The only cast member with a strong stage presence was
Michel Bell, who's booming bass voice was even more striking here that in the recent
revival of Showboat. However, the big numbers are given to others who sing in a
rock or gospel style that is only partially effective on a Broadway stage.
The entire company seemed to remember its lines and managed not to bump
into each other too much, but most of them were as forgettable as the material.
One of the men is a Calvin Klein model which might have helped if he had a nude scene
(he did not) but did not help him with music or dialogue (which he had far too
much of). The trend of models thinking they are actors was once limited to
the airheads of Hollywood now it seems, even Broadway casting directors
are susceptible to this lunacy.
I could forgive this show a lot if it etched out even one
memorable character. The real Civil War was America's greatest nightmare, a historical
reservoir of unforgettable people and situations. Ken Burns' magnificent PBS documentary
(a historic accomplishment in its own right) proved that when it brought forgotten people
like Sullivan Ballou to life again. If you saw the documentary, you no doubt
remember him. He's the soldier who wrote an achingly beautiful letter to his
wife on the eve of battle,
assuring her that if he died the next day every breeze caressing her cheek or
whispering in the trees would be his spirit reaching out to her. When the narrator
mentions that Ballou was shot dead hours later, it breaks your heart.

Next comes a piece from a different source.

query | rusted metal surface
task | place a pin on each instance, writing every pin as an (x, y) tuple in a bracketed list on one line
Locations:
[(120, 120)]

When this so-called musical has a soldier sing to his
far away wife, followed by her announcement that he is dead, there is no impact at all
mostly because this soldier and wife are anonymous non-characters. Oh they have names in
the program, but the show does nothing to give those characters any dimension. You might as
well tell us a window display is being changed in a department store there's
just as much there to care about.
The score does not sound even minimally theatrical, unlike
anything Frank Wildhorn has done before. I had hoped for more from the composer of Jekyll
and Pimpernel. To me, this score stinks but then I am from another time. The
audience I sat with carried on wildly for number after number. In the end it was not the
show or the cast that got to me it was the audience. I can deal with a musical being
bad, but when audiences embrace such a show, I'm horrified. You see, artists can't really
kill a commercial art form only the public can do that.
In future I will avoid shows like The Civil War,
and work to encourage and preserve those shows that still believe in silly, outdated
things like joy, fun, wit and style. Anyone for a revival of Crazy For You?